Paper Review:
Summary:
Spark is a new computation model which is different from the mainstream MapReduce. It uses RDD, derived from DSM, so that the intermediate results could be stored in-memory to reduce the disk r/w overhead. With the lineage property of RDD, Spark doesn’t have to make disk checkpoints for the purpose of recovery since the lost data could be reconstructed with the existing RDD. Also, Spark is running on Mesos so it naturally extends some of the awesome features in Mesos like the optimal task assignment with delayed scheduling.
Strong points:
- Flexible in terms of languages that could be used in the driver, the cache option that enables users to trade off between the cost of storing and the speed of accessing data, and running on Mesos so that it could share hardware resources along with other frameworks.
- Delay scheduling and the almost optimal tasks assigning features from Mesos. Developers don’t have to worry about the underlying computation task distribution because it’s handled nicely by Mesos.
- RDD greatly reduces the read/write operations of the disk comparing to Hadoop. Also there are many other optimizations to avoid disk r/w like when a node is doing broadcasting, it checks whether the data is in it’s memory first. It’s safe to say that disk r/w operations is the bottleneck for Hadoop.
- From my understanding, Spark is a more general execution model than MapReduce. The operations written in Scala are user-defined and easy to copied around. It can run different tasks including MapReduce.
Weak points:
Most of the weak points are due to the lack of details of the paper.
- Choosing Scala over Java, or some other languages in implementing Spark is interesting. It’s discussed by the first author himself on Quora: Why is Apache Spark implemented in Scala. I’ll say that Spark is still in a performance-critical layer and applications will be built on it. Using Scala might lead to worse performance comparing to Java implementation and so it was showed in the results section in the paper.
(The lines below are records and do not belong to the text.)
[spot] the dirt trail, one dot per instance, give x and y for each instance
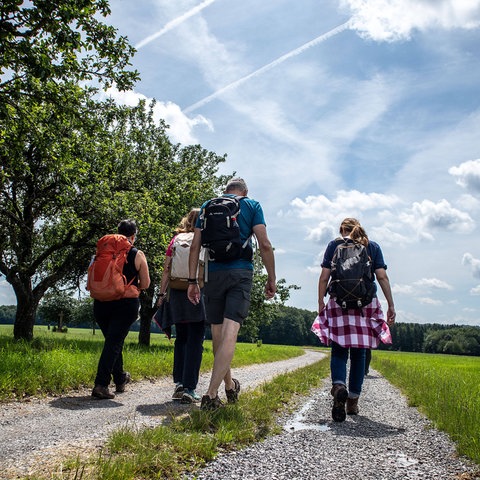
(38, 433)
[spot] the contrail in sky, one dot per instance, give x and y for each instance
(173, 23)
(269, 66)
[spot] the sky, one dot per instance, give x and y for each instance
(340, 108)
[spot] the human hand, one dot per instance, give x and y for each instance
(391, 314)
(321, 306)
(270, 289)
(193, 293)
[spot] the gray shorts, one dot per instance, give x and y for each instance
(227, 295)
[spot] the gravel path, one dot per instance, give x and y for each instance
(37, 434)
(387, 441)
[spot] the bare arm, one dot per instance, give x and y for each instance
(193, 291)
(322, 288)
(384, 282)
(142, 268)
(266, 252)
(164, 281)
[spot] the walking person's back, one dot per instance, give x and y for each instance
(352, 321)
(229, 282)
(115, 315)
(189, 319)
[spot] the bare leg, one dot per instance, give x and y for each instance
(224, 338)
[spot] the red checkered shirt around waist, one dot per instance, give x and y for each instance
(364, 328)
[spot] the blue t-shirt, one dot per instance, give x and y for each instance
(373, 249)
(251, 214)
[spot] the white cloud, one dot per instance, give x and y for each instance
(434, 283)
(429, 301)
(402, 289)
(469, 259)
(468, 175)
(393, 20)
(345, 203)
(427, 215)
(181, 128)
(475, 290)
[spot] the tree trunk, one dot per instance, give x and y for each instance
(25, 317)
(146, 313)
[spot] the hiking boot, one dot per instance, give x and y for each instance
(120, 387)
(340, 395)
(190, 396)
(232, 395)
(352, 406)
(210, 403)
(101, 392)
(178, 392)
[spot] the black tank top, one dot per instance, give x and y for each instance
(129, 269)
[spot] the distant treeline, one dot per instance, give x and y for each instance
(292, 327)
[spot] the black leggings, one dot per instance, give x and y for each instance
(114, 319)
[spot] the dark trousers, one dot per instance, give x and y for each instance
(368, 359)
(187, 353)
(338, 367)
(114, 319)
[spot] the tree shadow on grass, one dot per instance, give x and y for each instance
(84, 402)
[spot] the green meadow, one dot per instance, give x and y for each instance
(55, 362)
(446, 388)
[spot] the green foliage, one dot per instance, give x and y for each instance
(445, 387)
(458, 341)
(262, 312)
(57, 307)
(7, 313)
(47, 43)
(291, 326)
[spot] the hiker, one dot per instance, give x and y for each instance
(189, 319)
(115, 317)
(352, 330)
(368, 359)
(229, 283)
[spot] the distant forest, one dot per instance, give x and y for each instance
(291, 326)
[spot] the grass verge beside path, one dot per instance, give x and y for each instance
(446, 388)
(54, 363)
(187, 442)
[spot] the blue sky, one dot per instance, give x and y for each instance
(331, 109)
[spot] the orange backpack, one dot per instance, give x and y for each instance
(105, 279)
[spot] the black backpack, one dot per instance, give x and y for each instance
(351, 282)
(220, 230)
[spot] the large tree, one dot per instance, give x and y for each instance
(45, 43)
(71, 167)
(69, 179)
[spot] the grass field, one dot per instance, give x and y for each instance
(57, 362)
(446, 388)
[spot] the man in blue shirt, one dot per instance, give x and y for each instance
(227, 292)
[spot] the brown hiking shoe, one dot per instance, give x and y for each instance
(120, 387)
(352, 406)
(101, 392)
(210, 403)
(232, 395)
(340, 395)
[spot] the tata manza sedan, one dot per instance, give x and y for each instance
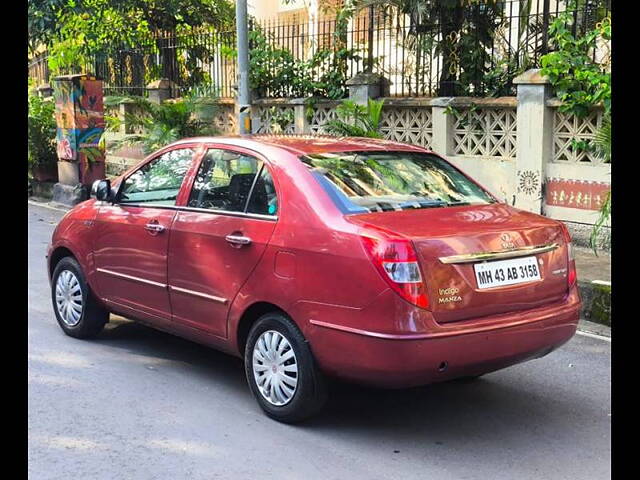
(314, 257)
Spark was running slower than Hadoop without iterations.
- Lineage and recovery is not quite covered in the paper in implementation or performance analysis. I’m not sure about how fast could the recovery be and what percentage of lost data can I recover from the remaining RDD (i.e. how much data lost is accepted). And also the paper doesn’t cover some other solutions like distributing and replicating the in-memory data, which seems more straightforward to me (replicated memory could be recovered without computation);
- Another question for this insufficient performance analysis is that, what if the data can’t fit into each machine’s memory in Spark. In this way the machines will have to use disk and here comes the inevitable r/w operations to the disk. Here is the link to the performance comparison between Hadoop and disk-only Spark: Databricks demolishes big data benchmark to prove Spark is fast on disk, too. I haven’t read it through but I guess Spark is faster because it doesn’t have to copy the intermediate results around, in this case, from mapper to reducer due to the optimal task assignment.
Paper Notes:
- MapReduce are not good with:
- iterative jobs. Machine learning algorithms applies a function on the same set of data multiple times. MapReduce reloads the data from the disk repeatedly and hence not suitable for iterative jobs;
- Interactive analytics. MapReduce queries are delayed because of the reload.
- Resilient distributed dataset (RDD):
- Achieve fault tolerance through a notion of lineage: could be rebuild from other part of the dataset;
- The first system that allows an efficient, general-purpose programming language to be used interactively to process large datasets on a cluster;
- Ways to generate RDD:
- From HDFS file;
- Parallelize a Scala collection into slices;
- Flat-map from the existing RDD;
- By changing the persistence of an existing RDD.